3/ D'un point de vue transactionnel, les actifs cryptographiques ne semblent pas offrir de perspectives évidentes dans tous ces récits. Nous observons également que la moyenne mobile sur 200 jours continue de peser fortement sur la trajectoire des prix des actifs. Même si le phénomène "anything but AI" se transformait en "anything but mines", cela ne changerait probablement pas la situation. Dans cette phase d'opposition entre le silicium et le carbone, la cryptographie n'a pas sa place sur le devant de la scène, mais elle l'aura à l'avenir, soyez-en assurés.
Analyse et commentaires sur la situation globale du marché et ses tendances
Le marché cryptographique n'offre pas grand-chose à commenter en dehors du battage médiatique (Hype). La faiblesse des volumes et le manque d'innovation sont des sujets récurrents, et la pression technique est très nette. En réalité, les actifs cryptographiques pourraient constituer un bon outil de couverture contre les risques de liquidité mondiale. Actuellement, il est difficile d'établir un lien direct entre les points d'attention du marché et la cryptographie. L'inflation/la stagflation induite par les perturbations des chaînes d'approvisionnement a clairement des actifs plus évidents pour absorber les capitaux importants, comme l'or et les métaux, le pétrochimie ou les denrées alimentaires.
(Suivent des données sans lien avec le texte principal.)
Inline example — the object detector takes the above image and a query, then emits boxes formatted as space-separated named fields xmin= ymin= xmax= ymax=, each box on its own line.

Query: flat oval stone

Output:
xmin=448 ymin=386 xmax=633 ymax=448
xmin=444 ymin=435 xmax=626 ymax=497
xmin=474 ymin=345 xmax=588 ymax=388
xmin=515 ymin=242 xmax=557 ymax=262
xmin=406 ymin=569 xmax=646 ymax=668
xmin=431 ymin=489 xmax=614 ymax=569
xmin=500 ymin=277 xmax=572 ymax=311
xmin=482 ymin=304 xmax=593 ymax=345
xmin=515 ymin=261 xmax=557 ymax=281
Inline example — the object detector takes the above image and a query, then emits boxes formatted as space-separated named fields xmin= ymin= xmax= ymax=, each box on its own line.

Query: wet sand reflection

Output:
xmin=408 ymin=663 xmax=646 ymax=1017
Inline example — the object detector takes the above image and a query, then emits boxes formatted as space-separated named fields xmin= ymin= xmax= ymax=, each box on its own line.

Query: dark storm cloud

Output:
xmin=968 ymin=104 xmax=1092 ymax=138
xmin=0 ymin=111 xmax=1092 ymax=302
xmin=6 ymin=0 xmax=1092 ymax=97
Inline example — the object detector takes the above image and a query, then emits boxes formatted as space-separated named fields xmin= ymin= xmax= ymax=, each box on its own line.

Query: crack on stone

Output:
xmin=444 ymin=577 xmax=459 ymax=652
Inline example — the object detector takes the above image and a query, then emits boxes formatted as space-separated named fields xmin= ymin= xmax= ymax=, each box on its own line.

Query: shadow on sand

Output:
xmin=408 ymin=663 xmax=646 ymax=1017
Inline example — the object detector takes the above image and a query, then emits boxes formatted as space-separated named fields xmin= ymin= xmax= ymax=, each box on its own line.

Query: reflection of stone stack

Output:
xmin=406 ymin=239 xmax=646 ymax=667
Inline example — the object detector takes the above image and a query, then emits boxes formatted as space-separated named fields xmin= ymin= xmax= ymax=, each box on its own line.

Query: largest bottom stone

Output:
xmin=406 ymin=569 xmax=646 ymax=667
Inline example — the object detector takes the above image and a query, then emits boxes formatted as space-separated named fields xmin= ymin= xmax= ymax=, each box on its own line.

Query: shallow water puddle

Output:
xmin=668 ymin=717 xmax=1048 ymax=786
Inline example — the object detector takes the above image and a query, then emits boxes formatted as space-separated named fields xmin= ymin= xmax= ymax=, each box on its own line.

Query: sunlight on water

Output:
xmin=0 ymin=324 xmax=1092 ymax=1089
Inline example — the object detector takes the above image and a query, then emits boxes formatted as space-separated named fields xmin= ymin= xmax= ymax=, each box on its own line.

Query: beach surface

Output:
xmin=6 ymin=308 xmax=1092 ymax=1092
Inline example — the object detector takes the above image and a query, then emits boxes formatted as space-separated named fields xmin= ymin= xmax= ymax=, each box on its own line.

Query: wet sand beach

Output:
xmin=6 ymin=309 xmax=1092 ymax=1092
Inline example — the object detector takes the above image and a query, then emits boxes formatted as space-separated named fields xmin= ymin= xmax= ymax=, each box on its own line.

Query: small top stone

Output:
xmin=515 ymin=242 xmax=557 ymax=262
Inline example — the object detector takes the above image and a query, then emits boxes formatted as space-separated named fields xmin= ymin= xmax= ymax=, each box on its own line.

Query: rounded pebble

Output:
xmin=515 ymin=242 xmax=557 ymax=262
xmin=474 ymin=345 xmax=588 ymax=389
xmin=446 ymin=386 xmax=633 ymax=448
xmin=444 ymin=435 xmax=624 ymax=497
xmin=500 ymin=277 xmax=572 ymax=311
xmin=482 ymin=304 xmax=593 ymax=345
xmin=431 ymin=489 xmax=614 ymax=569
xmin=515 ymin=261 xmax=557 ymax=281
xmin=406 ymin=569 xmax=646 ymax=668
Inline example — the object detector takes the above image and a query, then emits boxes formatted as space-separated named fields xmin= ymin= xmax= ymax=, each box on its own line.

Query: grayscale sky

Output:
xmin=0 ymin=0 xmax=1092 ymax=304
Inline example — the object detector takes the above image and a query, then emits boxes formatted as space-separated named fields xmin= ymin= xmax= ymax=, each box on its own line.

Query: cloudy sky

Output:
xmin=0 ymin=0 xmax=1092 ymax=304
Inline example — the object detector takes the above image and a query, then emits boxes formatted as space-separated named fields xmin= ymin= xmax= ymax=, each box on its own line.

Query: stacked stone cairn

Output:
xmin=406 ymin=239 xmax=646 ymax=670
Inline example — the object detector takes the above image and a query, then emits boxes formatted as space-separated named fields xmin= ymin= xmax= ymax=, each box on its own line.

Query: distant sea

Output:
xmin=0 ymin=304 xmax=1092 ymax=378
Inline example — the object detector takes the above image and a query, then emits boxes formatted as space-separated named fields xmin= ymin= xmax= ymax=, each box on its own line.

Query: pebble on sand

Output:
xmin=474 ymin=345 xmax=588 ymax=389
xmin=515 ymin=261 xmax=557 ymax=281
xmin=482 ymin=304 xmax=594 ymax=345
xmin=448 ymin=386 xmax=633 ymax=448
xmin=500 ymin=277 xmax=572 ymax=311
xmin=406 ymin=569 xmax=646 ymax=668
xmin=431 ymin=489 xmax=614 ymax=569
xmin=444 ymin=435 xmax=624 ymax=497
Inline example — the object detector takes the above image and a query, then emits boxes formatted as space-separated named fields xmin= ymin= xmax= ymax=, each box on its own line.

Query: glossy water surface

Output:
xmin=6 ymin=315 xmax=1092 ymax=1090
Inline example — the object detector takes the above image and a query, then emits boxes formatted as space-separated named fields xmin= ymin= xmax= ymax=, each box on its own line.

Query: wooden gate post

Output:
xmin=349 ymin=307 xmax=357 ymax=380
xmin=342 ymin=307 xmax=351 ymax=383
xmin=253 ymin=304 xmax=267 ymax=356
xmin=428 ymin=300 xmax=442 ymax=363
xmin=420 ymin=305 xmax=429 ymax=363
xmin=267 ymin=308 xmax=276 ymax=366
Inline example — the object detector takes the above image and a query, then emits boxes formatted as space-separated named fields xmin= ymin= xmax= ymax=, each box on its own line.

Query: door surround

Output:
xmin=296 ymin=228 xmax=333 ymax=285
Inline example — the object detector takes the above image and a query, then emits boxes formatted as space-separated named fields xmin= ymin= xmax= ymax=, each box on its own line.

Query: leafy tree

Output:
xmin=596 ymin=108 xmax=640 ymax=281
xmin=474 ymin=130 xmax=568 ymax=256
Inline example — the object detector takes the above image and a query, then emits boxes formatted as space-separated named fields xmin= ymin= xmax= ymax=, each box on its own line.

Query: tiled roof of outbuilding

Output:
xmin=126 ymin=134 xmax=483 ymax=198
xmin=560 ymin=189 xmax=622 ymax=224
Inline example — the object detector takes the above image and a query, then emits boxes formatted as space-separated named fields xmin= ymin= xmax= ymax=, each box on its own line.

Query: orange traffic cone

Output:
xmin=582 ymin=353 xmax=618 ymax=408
Du point de vue des capitaux investis, le Bitcoin a besoin de plus de temps pour se consolider et éliminer les positions faibles. La maturation de cette variable est cruciale. Nous estimons que cette période de consolidation se poursuivra au moins jusqu'au quatrième trimestre 2026.
Pour l'avenir, nous pensons que trois événements deviendront successivement les principaux facteurs de volatilité du marché :
1 À court terme, le marché se concentrera fortement sur la question de savoir si Walsh répétera les erreurs de Besant ou de Musk, transformant sa position en un nouveau "plan 333".
2 La gravité des dommages substantiels subis par un grand nombre de chaînes d'approvisionnement mondiales et le temps nécessaire à leur réparation sont clairement sous-estimés par le marché. À moyen terme, le marché finira par reconnaître que la pénurie locale de ressources et la volatilité des prix dépasseront largement les premières prévisions, comme cela a été le cas lors de la pandémie.
3 Des pays comme le Royaume-Uni et le Japon, qui ne bénéficient pas de l'IA et sont en première ligne face à l'inflation, connaîtront successivement de graves crises de politique budgétaire et monétaire. Nous devrions souhaiter que le remplacement par l'IA ne soit pas trop rapide, sinon les systèmes de crédit existants et les systèmes de protection sociale s'effondreraient rapidement.
Un jour, le marché comprendra peut-être que l'éclatement de la bulle de l'IA pourrait provoquer une crise de confiance contagieuse dans certains États souverains. La réponse monétaire et budgétaire à ce moment-là pourrait être l'élément déclencheur de la phase haussière finale du Bitcoin.